第二話 ここでは
意識が目覚める
金髪の男性と女性が自分をのぞきこんでいるのがわかる。
「カイ、君の名はカイだ はじめましてカイ 君の両親だ」
そう言って覗き込んできた目は喜びにあふれていて、とても優しくて
心がとても安らいだ。
「はぁ、はぁ なんだってんだ畜生」
男は“何か”に追い立てられていた。
始めにいかにも表出身な男女を見たとき、歓喜に満ち溢れた。
取引に使えそうなものを表は絶対持ってるからだ。
しかし、そいつら近づこうとした瞬間、“ここ”で培った本能が警鐘を鳴らした。
その本能を信じ慌てて、離れていく。 しかし、離れても離れても悪寒がする。
そして、追いかけてきた気配が突然消える。
ドシュッ
止まった瞬間、胸から刃が突き出る
「畜生がぁ」
男は自身の不幸を呪いながら死んだ。 その背後に一人の少年の姿があった。
俺が生まれてから15年の時が経った。
ここは、元の世界でいうスラム街のようなところだ。
盗み、殺し、強姦……ここは暴力が支配するところだ。
そこで俺はひたすらに自分を鍛え上げ続けた。 殺しだってしたくなかったが
絶対に必要になることは、分かっていたから襲ってきた奴を殺した。
最初の頃は吐き続けた。 しかし今となってはもう生きるために躊躇わなくなった。
ここには、魔法が使える奴が強い。 そりゃそうだ、弱い奴らが群れても
一発の魔法で全滅することなんてざらだ。
残念ながら俺に魔法は使えない。 しかし、神様のおかげで身体能力も異常に高いし
刀も呼び出せるし、それを扱う才もあった。
刀はどうやら腕前で能力が変わるらしく、最初は単なる鈍刀だったが
才のお陰かどのように鍛えればいいのかわかるのでひたすらその感覚にまかせて
振り続けた。 すると、どんどん切れ味が上がってきて今では鋼鉄ですら斬れる。
刀の扱い方に関しては分かるが、戦いの運び方まではわからないので
ある男に師事した。 その男の教えとひたすら実践をこなすことで
かなりの実力を手にすることができた。
鬼についてはまだよくわかってない。 ただ、いままでから毒、呪いにたいして
絶対的な抗力があるらしい。 毒の耐性をつけるために、毒を飲んでみたが
なんともなく、一度致死性の毒や呪いをかけられたがなんともなかった。
死にかけたことも数多くあった。
男に師事したのもその男に完膚無きままに叩きのめされたからであって
生き残れたのも男の気まぐれに過ぎない。
だが、生きている。
男の師事する条件としての対等以上になったとき本気の殺し合いをすることも叶えた。
ぎりぎりで俺は命を拾い男は死んだ。
俺は今ではここらではかなり強い。 最強クラスだ。
おそらくここら辺に俺がいるとわかっていて手を出す奴はほとんどいない。
俺の両親に手を出そうとしたら、俺が来るのは有名なので手を出す奴はめったにいない。
さっき狩った奴はおそらく知らなかったのであろう。
今更だが俺の両親はかなり平和ボケしている。
ここにいて、未だに人は助け合うべきとか考えてそうだ。
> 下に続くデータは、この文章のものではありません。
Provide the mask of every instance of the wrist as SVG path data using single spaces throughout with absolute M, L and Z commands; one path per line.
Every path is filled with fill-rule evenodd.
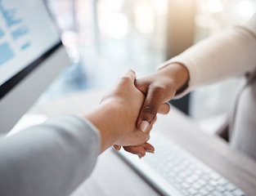
M 162 67 L 159 74 L 167 76 L 172 80 L 173 87 L 175 87 L 176 94 L 184 91 L 188 87 L 189 72 L 187 69 L 179 63 L 170 63 Z
M 99 131 L 101 153 L 115 144 L 119 137 L 117 131 L 119 111 L 115 103 L 102 104 L 85 115 Z

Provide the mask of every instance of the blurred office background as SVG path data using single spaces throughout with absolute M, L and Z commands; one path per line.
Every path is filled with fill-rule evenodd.
M 71 65 L 42 101 L 108 89 L 127 70 L 137 78 L 192 44 L 256 11 L 254 0 L 46 0 Z M 174 102 L 212 133 L 231 107 L 240 78 L 200 87 Z

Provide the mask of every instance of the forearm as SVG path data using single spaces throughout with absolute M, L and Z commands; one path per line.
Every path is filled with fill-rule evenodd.
M 256 16 L 245 26 L 205 39 L 160 66 L 184 65 L 189 71 L 189 89 L 227 77 L 241 76 L 255 69 Z M 184 93 L 183 93 L 184 94 Z
M 0 142 L 0 194 L 70 195 L 92 172 L 100 137 L 89 122 L 63 115 Z
M 119 136 L 116 129 L 122 114 L 115 107 L 112 103 L 100 105 L 85 115 L 101 134 L 101 154 L 112 146 Z

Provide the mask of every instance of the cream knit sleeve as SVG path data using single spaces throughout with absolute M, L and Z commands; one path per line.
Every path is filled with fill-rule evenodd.
M 249 74 L 256 68 L 256 14 L 245 25 L 203 40 L 158 69 L 171 63 L 184 65 L 190 74 L 188 87 L 176 98 L 196 87 Z

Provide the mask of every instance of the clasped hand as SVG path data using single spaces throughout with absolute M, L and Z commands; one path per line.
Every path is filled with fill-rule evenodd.
M 169 105 L 163 103 L 166 99 L 164 89 L 159 86 L 153 87 L 152 83 L 146 78 L 146 81 L 145 79 L 136 81 L 135 73 L 129 70 L 102 98 L 101 105 L 112 105 L 119 109 L 117 118 L 110 120 L 112 125 L 115 125 L 113 127 L 116 127 L 113 129 L 113 131 L 116 129 L 114 131 L 117 138 L 114 143 L 115 149 L 119 150 L 123 146 L 126 151 L 136 154 L 140 158 L 145 156 L 146 152 L 154 152 L 154 147 L 146 141 L 156 120 L 156 114 L 167 114 L 169 111 Z M 151 84 L 150 88 L 149 84 Z M 151 91 L 148 91 L 148 89 Z M 157 105 L 149 103 L 149 99 L 152 98 L 146 96 L 152 94 Z M 112 114 L 115 113 L 115 110 L 113 109 Z

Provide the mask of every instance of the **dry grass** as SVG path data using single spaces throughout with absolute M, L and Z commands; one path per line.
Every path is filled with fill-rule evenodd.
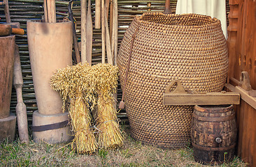
M 135 141 L 127 133 L 124 145 L 78 154 L 70 144 L 0 143 L 0 166 L 206 166 L 193 159 L 192 150 L 161 149 Z M 220 166 L 246 166 L 238 157 Z

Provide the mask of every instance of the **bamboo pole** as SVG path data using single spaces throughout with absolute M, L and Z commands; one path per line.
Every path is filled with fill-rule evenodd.
M 26 105 L 22 99 L 23 79 L 20 65 L 19 47 L 15 45 L 14 66 L 13 66 L 13 86 L 16 90 L 17 106 L 16 115 L 19 136 L 21 143 L 28 143 L 29 131 L 27 129 L 27 116 Z
M 111 51 L 112 55 L 114 55 L 114 42 L 112 42 L 113 40 L 113 0 L 111 0 L 110 4 L 110 13 L 109 13 L 109 35 L 111 37 Z
M 102 63 L 105 63 L 105 2 L 101 0 L 101 51 L 102 51 Z
M 97 29 L 99 29 L 101 28 L 101 0 L 95 0 L 94 27 Z
M 68 11 L 69 11 L 69 19 L 70 21 L 72 22 L 72 29 L 73 29 L 73 45 L 75 49 L 75 53 L 76 53 L 76 63 L 79 63 L 81 62 L 81 58 L 79 53 L 79 49 L 78 49 L 78 38 L 76 37 L 76 26 L 75 26 L 75 22 L 73 17 L 73 12 L 72 12 L 72 4 L 73 4 L 73 0 L 71 0 L 69 1 L 69 7 L 68 7 Z
M 92 65 L 92 20 L 91 13 L 91 0 L 88 1 L 88 11 L 86 19 L 86 61 Z
M 81 0 L 81 62 L 86 61 L 86 0 Z

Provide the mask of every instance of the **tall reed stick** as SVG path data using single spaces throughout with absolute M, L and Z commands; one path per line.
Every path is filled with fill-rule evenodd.
M 102 63 L 105 63 L 105 1 L 101 0 L 101 51 Z
M 101 0 L 95 0 L 95 24 L 96 29 L 101 29 Z

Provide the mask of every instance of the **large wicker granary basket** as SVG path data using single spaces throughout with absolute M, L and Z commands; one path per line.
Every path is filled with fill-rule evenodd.
M 193 106 L 164 106 L 162 95 L 175 79 L 201 93 L 222 89 L 228 61 L 220 22 L 196 14 L 136 17 L 122 41 L 118 65 L 132 137 L 183 147 L 190 143 Z

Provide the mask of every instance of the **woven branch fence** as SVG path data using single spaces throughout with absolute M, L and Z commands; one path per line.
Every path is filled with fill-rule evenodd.
M 21 58 L 21 65 L 24 86 L 22 88 L 23 100 L 27 106 L 27 116 L 29 127 L 31 125 L 32 113 L 37 110 L 36 100 L 34 90 L 31 70 L 29 62 L 29 49 L 27 38 L 27 21 L 29 19 L 41 19 L 43 15 L 43 0 L 15 0 L 9 1 L 9 9 L 12 22 L 20 22 L 20 28 L 25 30 L 25 35 L 16 35 L 16 43 L 19 45 Z M 229 11 L 228 0 L 227 3 L 227 16 Z M 164 9 L 165 0 L 118 0 L 118 47 L 122 37 L 134 17 L 136 15 L 142 15 L 147 12 L 162 12 Z M 177 0 L 171 0 L 171 8 L 173 13 L 176 11 Z M 77 34 L 78 40 L 80 38 L 80 1 L 75 1 L 73 5 L 73 13 L 77 21 Z M 57 19 L 62 19 L 67 16 L 68 1 L 56 1 Z M 94 0 L 92 1 L 92 15 L 93 26 L 94 20 Z M 3 6 L 0 6 L 0 23 L 5 22 Z M 101 29 L 93 29 L 93 51 L 92 64 L 101 62 Z M 122 97 L 120 85 L 118 88 L 118 101 Z M 15 112 L 17 104 L 16 93 L 14 88 L 12 91 L 10 111 Z M 120 111 L 118 117 L 120 118 L 122 124 L 127 125 L 128 119 L 125 110 Z

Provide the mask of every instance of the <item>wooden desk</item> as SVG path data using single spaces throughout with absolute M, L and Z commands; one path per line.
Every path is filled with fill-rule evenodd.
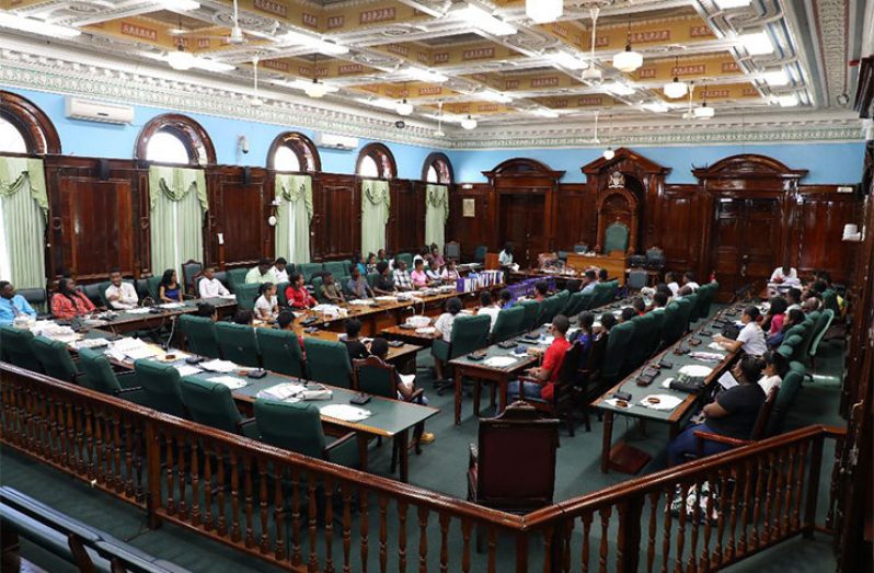
M 670 437 L 674 438 L 676 435 L 679 434 L 681 429 L 681 424 L 686 422 L 689 415 L 692 413 L 692 410 L 698 404 L 699 394 L 690 394 L 687 392 L 680 392 L 677 390 L 671 390 L 670 388 L 663 388 L 662 382 L 667 378 L 672 378 L 677 376 L 680 368 L 687 365 L 702 365 L 702 366 L 710 366 L 713 370 L 708 375 L 705 379 L 705 387 L 708 389 L 713 387 L 713 383 L 716 379 L 722 376 L 722 374 L 732 365 L 732 363 L 737 357 L 737 353 L 731 353 L 727 351 L 722 351 L 721 354 L 724 354 L 725 357 L 720 363 L 708 363 L 702 362 L 689 356 L 689 354 L 677 355 L 674 354 L 674 348 L 677 348 L 681 345 L 687 348 L 691 348 L 691 352 L 717 352 L 712 348 L 709 348 L 708 345 L 712 342 L 712 334 L 705 335 L 702 334 L 702 331 L 710 330 L 714 334 L 718 333 L 717 329 L 713 329 L 712 324 L 715 320 L 720 317 L 726 318 L 739 318 L 739 309 L 740 307 L 733 307 L 723 311 L 722 313 L 717 313 L 705 321 L 701 326 L 695 329 L 694 332 L 687 334 L 678 342 L 672 344 L 670 347 L 663 351 L 660 354 L 653 357 L 647 364 L 644 364 L 633 373 L 631 373 L 628 377 L 625 377 L 622 381 L 617 383 L 613 388 L 608 390 L 605 394 L 598 398 L 595 402 L 591 403 L 593 406 L 601 410 L 603 412 L 603 439 L 601 442 L 601 472 L 607 473 L 611 467 L 612 459 L 611 459 L 611 450 L 612 450 L 612 436 L 613 436 L 613 416 L 614 415 L 626 415 L 631 417 L 636 417 L 639 420 L 644 421 L 654 421 L 659 423 L 665 423 L 669 425 L 670 428 Z M 690 346 L 688 341 L 691 337 L 700 339 L 702 342 L 699 346 Z M 672 363 L 674 367 L 670 369 L 663 369 L 659 370 L 658 375 L 655 377 L 653 382 L 649 386 L 641 387 L 637 386 L 635 378 L 640 375 L 647 365 L 658 364 L 662 358 L 665 358 L 667 362 Z M 611 399 L 613 394 L 621 390 L 623 392 L 628 392 L 631 394 L 631 401 L 629 402 L 628 408 L 619 408 L 616 405 L 611 405 L 607 402 L 607 400 Z M 706 392 L 704 392 L 706 393 Z M 646 408 L 640 405 L 641 399 L 647 397 L 649 394 L 668 394 L 668 396 L 676 396 L 680 398 L 682 402 L 677 405 L 674 410 L 665 411 L 665 410 L 653 410 L 652 408 Z M 621 469 L 621 468 L 618 468 Z
M 625 284 L 625 268 L 628 268 L 629 265 L 625 253 L 613 251 L 610 254 L 597 254 L 595 256 L 567 253 L 567 266 L 576 268 L 579 272 L 585 271 L 589 266 L 606 268 L 607 275 L 610 278 L 617 278 L 619 285 L 623 286 Z

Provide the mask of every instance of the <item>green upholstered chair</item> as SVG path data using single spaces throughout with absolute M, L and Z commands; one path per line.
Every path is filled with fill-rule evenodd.
M 488 346 L 488 331 L 491 326 L 492 319 L 485 314 L 458 314 L 452 322 L 451 341 L 446 342 L 441 339 L 435 340 L 430 346 L 430 354 L 449 366 L 449 360 Z M 455 386 L 455 378 L 441 380 L 437 385 L 437 393 L 441 393 L 452 386 Z
M 303 351 L 297 334 L 288 330 L 257 329 L 257 340 L 265 369 L 306 378 Z
M 346 276 L 349 274 L 349 263 L 346 261 L 329 261 L 324 263 L 324 271 L 334 276 Z
M 43 371 L 47 376 L 65 382 L 76 383 L 80 374 L 66 344 L 45 336 L 35 336 L 33 349 L 39 360 L 39 365 L 43 367 Z
M 146 405 L 165 414 L 188 419 L 182 401 L 179 370 L 169 364 L 142 359 L 134 363 L 134 371 L 137 374 L 137 383 L 146 394 Z
M 539 300 L 524 300 L 519 306 L 525 309 L 525 319 L 522 320 L 522 331 L 528 332 L 539 326 L 537 319 L 540 318 L 540 307 L 542 302 Z
M 243 417 L 237 409 L 230 388 L 223 383 L 186 376 L 180 388 L 182 402 L 192 420 L 198 424 L 257 439 L 255 420 Z
M 610 254 L 613 251 L 629 250 L 629 228 L 621 222 L 609 225 L 603 231 L 603 252 Z
M 228 290 L 237 293 L 240 286 L 245 284 L 245 275 L 249 274 L 249 268 L 231 268 L 228 273 Z
M 520 306 L 504 309 L 497 313 L 495 328 L 490 336 L 492 344 L 504 342 L 525 332 L 525 309 Z
M 185 335 L 188 352 L 207 358 L 221 358 L 212 319 L 183 314 L 179 318 L 179 328 Z
M 3 324 L 0 326 L 0 348 L 13 365 L 35 373 L 43 371 L 34 352 L 31 331 Z
M 340 388 L 352 388 L 352 362 L 342 342 L 303 339 L 307 375 L 310 380 Z
M 234 294 L 237 295 L 237 308 L 240 310 L 254 310 L 255 300 L 258 298 L 258 283 L 242 284 L 237 287 Z
M 226 360 L 231 360 L 241 366 L 258 368 L 258 342 L 255 330 L 245 324 L 219 322 L 216 324 L 216 340 Z
M 82 386 L 104 394 L 124 398 L 138 404 L 145 402 L 146 394 L 142 392 L 142 388 L 136 386 L 136 374 L 127 370 L 119 377 L 113 370 L 106 356 L 100 352 L 91 348 L 80 349 L 79 369 L 82 370 L 82 376 L 79 379 Z M 127 385 L 123 385 L 122 381 L 127 382 Z
M 324 265 L 322 263 L 301 263 L 298 265 L 298 273 L 303 275 L 304 283 L 309 283 L 317 274 L 324 273 Z
M 287 403 L 255 400 L 255 424 L 261 440 L 277 448 L 287 449 L 347 468 L 360 466 L 355 434 L 349 433 L 327 444 L 322 432 L 319 409 L 306 402 Z
M 633 337 L 633 322 L 623 322 L 610 329 L 599 377 L 600 383 L 618 382 L 625 375 L 625 356 L 631 351 Z

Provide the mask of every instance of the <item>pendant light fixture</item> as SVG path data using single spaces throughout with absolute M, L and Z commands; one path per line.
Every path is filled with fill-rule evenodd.
M 564 13 L 564 0 L 525 0 L 525 15 L 536 24 L 555 22 Z
M 601 9 L 597 5 L 589 8 L 591 16 L 591 53 L 589 54 L 589 67 L 583 72 L 583 79 L 588 81 L 601 81 L 601 70 L 595 66 L 595 28 L 598 26 L 598 14 Z
M 630 73 L 643 66 L 643 56 L 639 51 L 631 49 L 631 19 L 629 19 L 629 35 L 625 42 L 625 50 L 613 56 L 613 67 L 619 71 Z
M 671 100 L 676 100 L 677 98 L 682 98 L 686 95 L 686 92 L 689 91 L 689 87 L 686 84 L 685 81 L 680 81 L 677 77 L 677 68 L 679 67 L 680 58 L 675 56 L 674 57 L 674 80 L 669 81 L 665 84 L 664 91 L 665 95 L 670 98 Z

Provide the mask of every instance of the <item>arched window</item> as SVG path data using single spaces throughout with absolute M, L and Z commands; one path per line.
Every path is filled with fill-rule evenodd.
M 136 159 L 177 165 L 216 163 L 212 140 L 200 124 L 179 114 L 163 114 L 147 123 L 137 138 Z
M 398 176 L 398 164 L 388 147 L 382 144 L 368 144 L 358 153 L 355 172 L 360 177 L 394 179 Z
M 422 179 L 426 183 L 451 184 L 452 164 L 449 162 L 449 158 L 438 152 L 429 154 L 422 167 Z
M 0 90 L 0 152 L 60 153 L 60 138 L 48 116 L 30 100 Z
M 0 117 L 0 153 L 26 153 L 27 141 L 19 128 Z
M 322 160 L 309 137 L 286 131 L 273 140 L 267 152 L 267 169 L 312 173 L 322 170 Z

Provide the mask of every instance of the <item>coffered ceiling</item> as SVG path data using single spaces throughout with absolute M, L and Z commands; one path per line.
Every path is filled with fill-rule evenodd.
M 195 57 L 186 62 L 194 65 L 185 72 L 191 81 L 232 83 L 245 90 L 242 103 L 306 98 L 315 81 L 329 92 L 315 105 L 391 115 L 405 100 L 413 106 L 407 121 L 439 118 L 450 137 L 464 134 L 458 124 L 468 116 L 493 137 L 525 127 L 591 129 L 596 113 L 603 127 L 712 122 L 697 117 L 705 115 L 694 113 L 702 106 L 718 118 L 775 124 L 797 122 L 798 114 L 838 117 L 854 90 L 850 62 L 871 34 L 863 31 L 865 0 L 566 0 L 562 16 L 545 24 L 526 14 L 524 0 L 239 0 L 238 7 L 0 0 L 0 7 L 79 31 L 51 43 L 96 57 L 170 69 L 168 59 L 181 49 Z M 613 57 L 628 44 L 643 62 L 621 71 Z M 665 94 L 674 78 L 691 87 L 691 99 Z

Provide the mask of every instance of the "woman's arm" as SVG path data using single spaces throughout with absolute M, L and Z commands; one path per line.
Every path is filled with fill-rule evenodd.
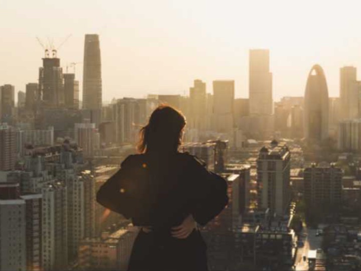
M 129 218 L 131 204 L 126 189 L 123 187 L 124 182 L 127 175 L 126 172 L 127 158 L 121 164 L 121 168 L 110 177 L 99 189 L 97 193 L 97 201 L 105 208 L 122 214 L 126 218 Z
M 192 159 L 195 206 L 192 214 L 198 223 L 204 226 L 228 204 L 227 183 L 220 176 L 208 171 L 197 159 Z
襲ってきても倒すだけで
殺しもしない。 盗みもしない。ならば何で生計を立てているのだろうか?
おそらく取引だろうが、何を取引してるかまで見えるほど近くに行かないし、
俺たちが住んでるところでは、俺が寝静まってから何かを作っているらしいが
教えてくれないので、あえて聞こうとしない。
しかし、俺の両親はなんなんだろうか。
表の住人にしても気品が違うし、どこかの没落貴族なのだろうか?
ここに長年住んでいるため、大体の情報しか流れてこず、どこかの貴族が
つぶされたなんて入ってくるはずがない。